Cold shot through her chest again and she bent over, taking shallow breaths.
It was truly absurd. Albus himself had died prematurely at the age of 115. She was 24 years behind the old coot and already her body felt like giving up the ghost.
“Any regrets?” he asked softly.
She considered for a second, her mind still as quick as ever before she shook her head. “No. Not a single one. Some women might have wanted to become mothers, but I had generations of students to look after, which was more than enough for me.”
Her fingers trembled, and her wand slipped slightly but remained in her curled hand. She looked at and tried to move it, but it remained numb. Wonderful.
“Perhaps we could have done more to prevent that toad, Umbridge.” She attempted a little humour - never her strong side - and lifted up her hand, wand wobbling, towards Dumbledore’s transparent, calm face. “I blame her for this. All those stunners can’t have been good for my heart.”
The numb feeling began to move up her arm and old muscles instinctively tensed before she forced herself to relax, letting it fall back to the ground.
“But you feel you succeeded?”
McGonagall eyed him. “You can’t stop yourself from being a teacher even for a moment, can you? Of course I succeeded. I was instrumental in stopping two wars, and was able to teach generations upon generations of young wizarding minds about the wonders of magic. I was proposed to twice, and accepted both. I have colleagues who I count among my dearest friends, and friends who I would happily take a spell for - though some have already passed on.” She felt a pang sweep through her but continued. “I have lived my life to the fullest, Albus. I do not regret a single part of it, and if I had it again, I would likely do the same.”

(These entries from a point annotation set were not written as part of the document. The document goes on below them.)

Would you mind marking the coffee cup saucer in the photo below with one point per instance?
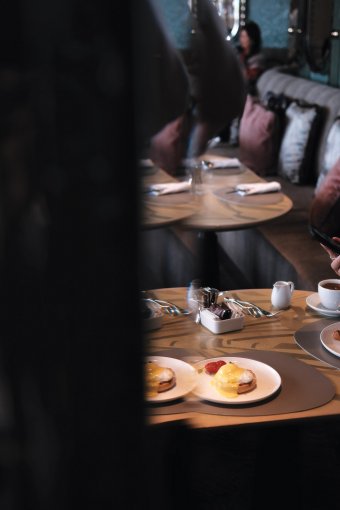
(313, 301)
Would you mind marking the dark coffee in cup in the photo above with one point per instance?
(330, 285)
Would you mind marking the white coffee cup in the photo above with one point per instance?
(329, 293)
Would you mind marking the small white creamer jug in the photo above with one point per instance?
(282, 293)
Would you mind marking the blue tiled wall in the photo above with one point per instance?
(272, 17)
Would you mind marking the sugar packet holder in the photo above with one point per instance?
(216, 325)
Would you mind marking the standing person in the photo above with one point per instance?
(251, 57)
(250, 51)
(217, 85)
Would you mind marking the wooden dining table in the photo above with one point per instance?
(197, 218)
(182, 338)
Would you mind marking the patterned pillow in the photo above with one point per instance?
(332, 151)
(259, 137)
(299, 142)
(325, 207)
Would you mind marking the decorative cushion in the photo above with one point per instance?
(332, 151)
(299, 141)
(325, 207)
(259, 137)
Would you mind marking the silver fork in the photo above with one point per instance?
(167, 307)
(251, 308)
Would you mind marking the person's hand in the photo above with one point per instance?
(335, 264)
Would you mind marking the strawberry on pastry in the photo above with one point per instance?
(336, 334)
(212, 367)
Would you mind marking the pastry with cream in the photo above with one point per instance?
(231, 380)
(158, 379)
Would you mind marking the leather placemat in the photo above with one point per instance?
(308, 338)
(302, 388)
(250, 200)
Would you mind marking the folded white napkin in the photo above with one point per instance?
(220, 161)
(170, 187)
(258, 187)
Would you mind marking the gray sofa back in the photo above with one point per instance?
(277, 81)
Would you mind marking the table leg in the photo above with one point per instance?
(209, 263)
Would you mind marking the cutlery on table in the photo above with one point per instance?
(251, 308)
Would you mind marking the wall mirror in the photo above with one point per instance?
(318, 28)
(310, 25)
(233, 13)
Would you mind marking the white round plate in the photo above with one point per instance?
(328, 341)
(268, 382)
(186, 378)
(313, 301)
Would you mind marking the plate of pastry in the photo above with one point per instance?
(330, 338)
(232, 380)
(167, 379)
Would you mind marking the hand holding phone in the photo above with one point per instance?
(324, 239)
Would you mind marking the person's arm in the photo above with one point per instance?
(335, 264)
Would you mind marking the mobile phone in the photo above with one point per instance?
(324, 239)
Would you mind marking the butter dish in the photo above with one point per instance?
(216, 325)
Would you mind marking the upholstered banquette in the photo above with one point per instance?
(283, 248)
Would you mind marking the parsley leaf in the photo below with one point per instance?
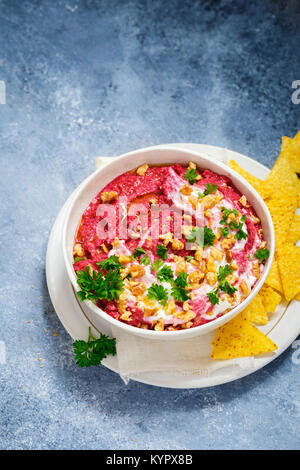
(159, 293)
(157, 264)
(162, 251)
(240, 234)
(262, 254)
(138, 252)
(191, 175)
(77, 258)
(225, 286)
(165, 274)
(99, 286)
(91, 352)
(223, 272)
(224, 231)
(179, 286)
(213, 296)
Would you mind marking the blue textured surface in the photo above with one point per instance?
(85, 78)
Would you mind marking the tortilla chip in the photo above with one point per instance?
(255, 182)
(289, 269)
(255, 311)
(294, 232)
(282, 210)
(282, 178)
(270, 298)
(240, 338)
(291, 151)
(273, 280)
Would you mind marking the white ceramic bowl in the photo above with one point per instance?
(163, 155)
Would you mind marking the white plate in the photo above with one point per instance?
(283, 327)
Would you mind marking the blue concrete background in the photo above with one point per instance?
(87, 78)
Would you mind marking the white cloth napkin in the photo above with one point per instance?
(137, 355)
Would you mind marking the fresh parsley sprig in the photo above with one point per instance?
(93, 351)
(179, 287)
(262, 254)
(210, 189)
(162, 251)
(191, 175)
(159, 293)
(99, 285)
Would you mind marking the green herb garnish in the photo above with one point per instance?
(157, 264)
(191, 175)
(78, 258)
(223, 272)
(162, 251)
(99, 286)
(165, 274)
(145, 260)
(138, 252)
(262, 254)
(92, 352)
(213, 296)
(179, 286)
(159, 293)
(225, 286)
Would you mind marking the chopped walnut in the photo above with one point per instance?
(177, 244)
(193, 201)
(141, 171)
(208, 201)
(170, 308)
(79, 250)
(109, 196)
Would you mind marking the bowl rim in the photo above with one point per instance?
(201, 329)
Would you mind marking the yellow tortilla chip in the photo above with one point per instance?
(290, 150)
(270, 298)
(255, 311)
(240, 338)
(273, 280)
(294, 232)
(255, 182)
(282, 210)
(282, 178)
(289, 269)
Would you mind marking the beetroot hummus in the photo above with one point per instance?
(168, 248)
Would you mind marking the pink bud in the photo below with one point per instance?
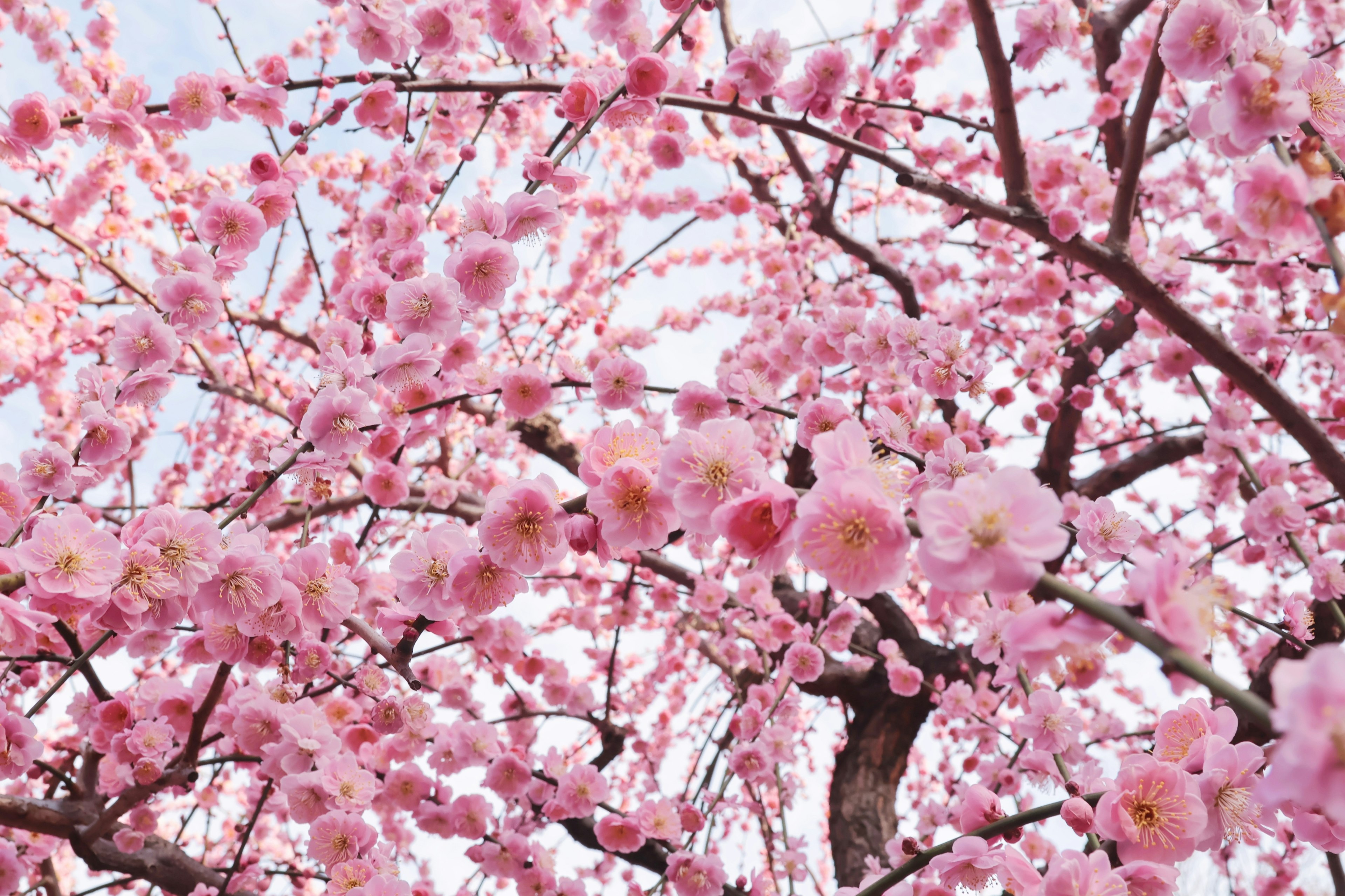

“Then I’m glad and honoured you would choose to spend your final moments talking to this old coot.” He smiled, genuinely happy for her and she relaxed giving a rare, full smile back. Dignity could go to the wolves, where she was going she likely wouldn’t need it.
She coughed. “You may be an old coot Albus, but you have been, and always will be my idol and my mentor. It’s because of you I managed what I did. Thank you.”
Albus beamed, then his image shimmered as if a reflection in a rippling pond. He noticed it too and glanced at his hand.
“I’m afraid it’s time dear. Are you ready?”
“When… am I not?”
He smiled and faded further, and all of a sudden the clearing contained only her.
She sighed, and Minerva McGonagall leant back against the coffin - as close to her mentor, inspiration and guiding star as the cruel stone would allow, that numb sensation bringing with it a sense of peace and finality which spread through her entire being. Her wand gave a final spark, a small white wisp curling out and taking an almost cat-like form before dispersing. She smiled.
“I’ll see you soon, old friend.”
The search party the next day eventually flew over the island, and with a shout, they descended upon the clearing. There, they found there one old witch, with a wand held in as firm a grip as she had had on life and a faint smile on her face.
The former students of the party, and later on her sniffing co-workers all agreed on one thing. In life, she had never looked so at peace, save when she was teaching.